Gee, I can’t imagine why his brothers wouldn’t like that picture, having to bow down before him. Joseph may have had promise, but like most teenagers, not a lot of wisdom, and so not surprisingly, that gets him in trouble.  His brothers decide to get him out of the way and sell him into slavery.  They sell him off to a traveling slave trader, and the next thing you know Joseph is being carted off for sale in Egypt.

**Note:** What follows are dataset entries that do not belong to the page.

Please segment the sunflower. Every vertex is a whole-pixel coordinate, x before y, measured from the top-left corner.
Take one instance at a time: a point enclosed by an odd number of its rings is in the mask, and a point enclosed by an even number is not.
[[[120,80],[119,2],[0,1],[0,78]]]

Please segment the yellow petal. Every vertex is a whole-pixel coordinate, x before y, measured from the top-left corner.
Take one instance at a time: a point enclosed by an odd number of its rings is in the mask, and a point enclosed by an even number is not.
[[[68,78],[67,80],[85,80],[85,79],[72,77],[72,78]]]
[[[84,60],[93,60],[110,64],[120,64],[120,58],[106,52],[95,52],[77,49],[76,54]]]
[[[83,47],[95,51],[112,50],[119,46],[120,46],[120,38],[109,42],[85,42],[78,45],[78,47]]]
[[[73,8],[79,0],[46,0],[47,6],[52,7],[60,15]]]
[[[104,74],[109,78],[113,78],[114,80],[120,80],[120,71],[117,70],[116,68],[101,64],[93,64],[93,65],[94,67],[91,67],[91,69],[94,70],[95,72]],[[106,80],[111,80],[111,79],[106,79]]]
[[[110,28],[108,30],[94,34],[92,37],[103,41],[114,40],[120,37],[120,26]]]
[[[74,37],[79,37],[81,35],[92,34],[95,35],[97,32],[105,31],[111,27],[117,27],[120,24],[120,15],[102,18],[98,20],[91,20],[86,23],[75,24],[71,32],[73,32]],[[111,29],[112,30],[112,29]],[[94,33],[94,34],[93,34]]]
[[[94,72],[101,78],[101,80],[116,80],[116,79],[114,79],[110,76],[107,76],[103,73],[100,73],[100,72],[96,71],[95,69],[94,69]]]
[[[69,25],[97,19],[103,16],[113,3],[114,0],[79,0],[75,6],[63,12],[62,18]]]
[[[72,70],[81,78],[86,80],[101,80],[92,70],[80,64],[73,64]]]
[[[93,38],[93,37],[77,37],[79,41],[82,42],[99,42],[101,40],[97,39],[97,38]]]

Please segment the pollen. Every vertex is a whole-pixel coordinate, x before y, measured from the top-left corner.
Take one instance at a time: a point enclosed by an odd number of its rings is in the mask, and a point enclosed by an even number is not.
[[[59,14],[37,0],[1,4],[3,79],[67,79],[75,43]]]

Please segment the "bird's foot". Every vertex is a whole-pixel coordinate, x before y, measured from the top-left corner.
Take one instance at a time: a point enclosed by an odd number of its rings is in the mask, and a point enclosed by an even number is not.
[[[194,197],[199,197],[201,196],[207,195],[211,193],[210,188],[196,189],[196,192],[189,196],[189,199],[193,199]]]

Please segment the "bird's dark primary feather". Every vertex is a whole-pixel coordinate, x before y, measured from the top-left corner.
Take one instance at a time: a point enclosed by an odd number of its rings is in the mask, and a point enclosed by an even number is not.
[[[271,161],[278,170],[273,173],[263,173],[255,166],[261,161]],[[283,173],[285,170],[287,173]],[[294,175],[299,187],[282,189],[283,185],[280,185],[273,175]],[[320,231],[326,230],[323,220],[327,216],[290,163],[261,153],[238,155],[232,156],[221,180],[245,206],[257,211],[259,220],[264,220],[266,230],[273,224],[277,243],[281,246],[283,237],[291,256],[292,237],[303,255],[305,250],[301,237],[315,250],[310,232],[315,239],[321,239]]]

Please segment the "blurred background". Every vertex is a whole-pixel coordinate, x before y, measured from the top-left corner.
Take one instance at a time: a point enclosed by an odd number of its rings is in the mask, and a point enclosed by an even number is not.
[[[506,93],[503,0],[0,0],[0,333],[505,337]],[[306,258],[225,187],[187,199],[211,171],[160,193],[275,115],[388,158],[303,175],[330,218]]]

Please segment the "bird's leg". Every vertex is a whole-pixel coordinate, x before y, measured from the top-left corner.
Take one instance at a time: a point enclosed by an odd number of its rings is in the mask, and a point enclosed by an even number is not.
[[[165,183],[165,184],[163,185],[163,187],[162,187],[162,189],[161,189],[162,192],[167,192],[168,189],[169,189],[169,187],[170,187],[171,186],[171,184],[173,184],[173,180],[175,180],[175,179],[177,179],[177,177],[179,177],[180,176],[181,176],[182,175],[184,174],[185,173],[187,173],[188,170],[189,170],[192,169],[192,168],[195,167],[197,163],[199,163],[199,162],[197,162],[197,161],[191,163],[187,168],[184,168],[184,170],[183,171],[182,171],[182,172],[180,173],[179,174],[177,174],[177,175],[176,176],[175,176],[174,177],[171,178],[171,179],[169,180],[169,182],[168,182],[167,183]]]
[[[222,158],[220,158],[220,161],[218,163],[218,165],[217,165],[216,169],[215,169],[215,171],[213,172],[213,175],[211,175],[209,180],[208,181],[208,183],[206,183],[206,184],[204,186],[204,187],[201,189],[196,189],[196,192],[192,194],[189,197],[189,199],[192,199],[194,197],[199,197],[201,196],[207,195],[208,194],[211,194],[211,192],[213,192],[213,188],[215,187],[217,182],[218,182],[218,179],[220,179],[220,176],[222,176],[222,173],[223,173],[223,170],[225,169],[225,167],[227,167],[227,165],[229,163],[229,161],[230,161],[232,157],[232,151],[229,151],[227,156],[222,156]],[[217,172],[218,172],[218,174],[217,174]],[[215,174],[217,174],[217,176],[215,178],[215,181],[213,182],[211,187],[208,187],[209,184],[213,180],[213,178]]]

So that’s the beginning of Joseph’s story, his season of Sovereign Foundations.  What are we supposed to gain from that?  Well, like I said before, Sovereign Foundations roughly corresponds with our childhood.  And the thing about our childhood is that we don’t have much control over it, right?  One analogy for this phase is this: If traveling the journey of life is like riding in a car, in sovereign foundations, you are stuck in the car seat.  You can’t drive.  Someone else is driving the car; you’re just along for the ride.  But from a faith perspective, Clinton seems to say that even through this array of circumstances that are happening to you, God is at work, beginning to shape our destinies.  God will use both the good and the bad circumstances, I’m not saying He causes bad things to happen, but He seems to have a way of entering into the real stuff, the good, the bad, and the ugly, of whatever our starting circumstances are, and using that stuff to shape us into the person He’s made us to be.

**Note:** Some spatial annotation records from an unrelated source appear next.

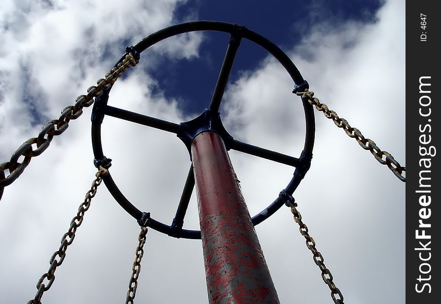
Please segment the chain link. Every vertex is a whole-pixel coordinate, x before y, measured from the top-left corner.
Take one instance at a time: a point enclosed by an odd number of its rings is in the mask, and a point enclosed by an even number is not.
[[[67,249],[67,246],[72,244],[72,242],[74,241],[77,229],[83,222],[84,213],[89,209],[89,207],[90,207],[90,202],[92,199],[96,194],[97,188],[102,181],[102,177],[106,175],[108,173],[108,171],[106,169],[100,166],[99,171],[95,174],[96,178],[92,182],[90,190],[86,193],[84,202],[81,203],[78,208],[77,216],[72,219],[72,220],[70,221],[70,226],[69,227],[67,232],[65,233],[63,237],[61,238],[61,245],[60,246],[60,248],[57,251],[54,252],[52,257],[51,257],[51,259],[49,260],[49,263],[51,264],[49,267],[49,270],[47,273],[44,274],[41,276],[40,280],[39,280],[38,283],[37,283],[36,288],[38,291],[35,294],[35,297],[33,299],[28,301],[27,304],[41,304],[41,299],[43,293],[45,291],[47,291],[51,288],[51,286],[52,286],[52,283],[54,283],[54,281],[55,280],[55,275],[54,274],[55,270],[57,269],[57,267],[58,267],[63,263],[64,258],[66,257],[66,250]]]
[[[299,92],[296,94],[301,96],[302,100],[304,101],[306,99],[310,104],[315,106],[315,108],[323,112],[326,118],[333,120],[336,126],[344,130],[350,137],[355,138],[362,148],[371,151],[379,163],[387,165],[400,180],[406,182],[406,176],[403,175],[403,172],[406,171],[406,167],[401,167],[390,154],[386,151],[382,151],[374,141],[369,138],[365,138],[360,130],[351,127],[346,120],[340,118],[334,111],[329,110],[326,104],[320,103],[318,98],[314,97],[313,92],[308,91],[307,89],[303,92]]]
[[[315,248],[315,241],[314,239],[309,235],[308,227],[306,224],[302,221],[302,215],[296,208],[297,203],[295,202],[294,198],[290,195],[282,191],[279,196],[284,202],[285,205],[291,208],[291,212],[294,217],[294,220],[299,224],[299,230],[300,234],[305,237],[306,240],[306,247],[312,252],[314,262],[317,265],[321,271],[321,278],[323,282],[326,284],[331,291],[331,297],[335,304],[344,304],[343,302],[343,295],[342,294],[340,290],[334,284],[333,280],[334,278],[329,269],[326,268],[323,261],[324,259],[321,253],[318,252]]]
[[[75,104],[64,108],[58,119],[45,125],[38,137],[25,141],[16,150],[9,162],[0,164],[0,194],[4,187],[12,183],[23,173],[31,158],[41,155],[49,146],[54,136],[59,135],[66,131],[70,120],[77,119],[81,116],[83,108],[92,105],[94,97],[102,95],[104,90],[110,88],[128,68],[135,66],[137,61],[131,53],[126,55],[121,62],[105,74],[105,79],[99,79],[96,82],[97,86],[92,86],[87,89],[87,95],[78,96],[75,100]],[[22,157],[24,158],[20,162],[19,159]],[[7,170],[9,171],[8,176],[5,173]],[[0,199],[1,198],[0,196]]]
[[[145,244],[147,234],[147,227],[141,226],[141,232],[138,237],[139,244],[136,247],[136,257],[133,265],[132,267],[132,276],[130,277],[130,282],[129,283],[129,290],[127,291],[127,296],[126,298],[126,304],[133,304],[133,300],[135,299],[135,294],[136,293],[136,288],[138,287],[138,277],[141,271],[141,259],[144,255],[144,244]]]

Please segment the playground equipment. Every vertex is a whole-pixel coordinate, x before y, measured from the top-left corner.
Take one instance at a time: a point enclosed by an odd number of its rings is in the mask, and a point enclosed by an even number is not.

Let’s think a bit more about Joseph’s childhood.  Yes, he grew up a child of privilege and favor in a large family, but there’s more to his story than that.  Likely he grew up hearing the stories of his father Jacob, and his grandfather Isaac, and his great grandfather Abraham.  And with these stories persistently there would be the details about this strange deity that had called out their great grandfather Abraham, and promised to make him a great nation.  Joseph likely learned about how his relatives before him tried to connect with this God.  How this God had helped them prosper.  How they were growing in learning to worship this God.  And as a young man, Joseph had visions from this God.  He senses his own identity, his own purpose, and the destiny before him is connected to this God.  All that taking place is an important part of the identity Joseph would form before young adulthood when his life would turn upside-down as he’s sent off to Egypt and everything would be up for grabs.

Now the thing about Sovereign Foundations is that, while it’s taking place, it’s not really clear what anything means.  And this leads us to our first point to note on this phase.  The significance of things that happen in this phase is only clear in retrospect.  Joseph couldn’t have appreciated the importance of the stories of God’s closeness to him and his family, until, as we will see, he was in a place of great desperation, and then they were particularly resonant.  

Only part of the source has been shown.